Apache Flink as a Service at JW Player

Steve Whelan
JW Player Engineering
6 min readJan 3, 2020

JW Player is the world’s largest network-independent platform for video delivery and intelligence. Our global footprint of over 1 billion unique users creates a powerful data graph of consumer insights and generates billions of incremental video views.

At JW Player, the Data Pipelines team’s mission is to collect, process, and surface this data. We then develop tools so that this data is easily accessible, scalable, and flexible for internal and external customers.

In this post, we will discuss the limitations of our batch pipeline and how the adoption of Apache Flink helped us overcome them.

How it Was

Traditionally, our data pipelines revolved around a series of cascading Apache Spark batch processing jobs. Over time, two pain points emerged:

  • The chaining of jobs introduced latency
  • Our orchestrator application became more and more complex such that no one outside the Data Pipelines team could use it.

Latency

We found that the optimal way to run these jobs was to chunk incoming data into 20 minute batches. Under normal conditions, data took about one hour to surface to our end users, both internal and external. Additionally, other datasets were only produced on a daily basis.

In many cases, this latency was acceptable. However, it was particularly problematic around releases. After a release, it could be an hour or longer before we surfaced the data points needed to validate the changes that went out.

Development

Our batch pipeline was built utilizing Spotify’s Luigi.

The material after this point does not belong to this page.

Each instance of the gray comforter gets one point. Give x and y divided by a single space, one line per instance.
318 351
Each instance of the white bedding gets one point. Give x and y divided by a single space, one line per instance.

Over time, we built large DAGs with complex fan out patterns, and as complexity grew, adding a new job to the platform became increasingly difficult. Writing jobs required detailed knowledge of the orchestrator, so much so that only members of the Data Pipelines team could do it. We were responsible for both maintaining the platform and creating the jobs running on it, meaning our team evolved into one giant bottleneck.

As we reflected on these pain points, we thought, there must be a better way.

How We Wanted It to Be

At JW Player, we make data driven decisions. As a result, we are always collecting more data and offering aggregations across more dimensions. Facing the aforementioned pain points, we came to realize that it is not feasible for a single engineering team to be responsible for both a data processing platform and the jobs running on it. We needed to turn our data processing into a self-service model. Additionally, we wanted to offer our data at a lower latency. Particularly for releases, how could we evaluate changes within minutes instead of hours?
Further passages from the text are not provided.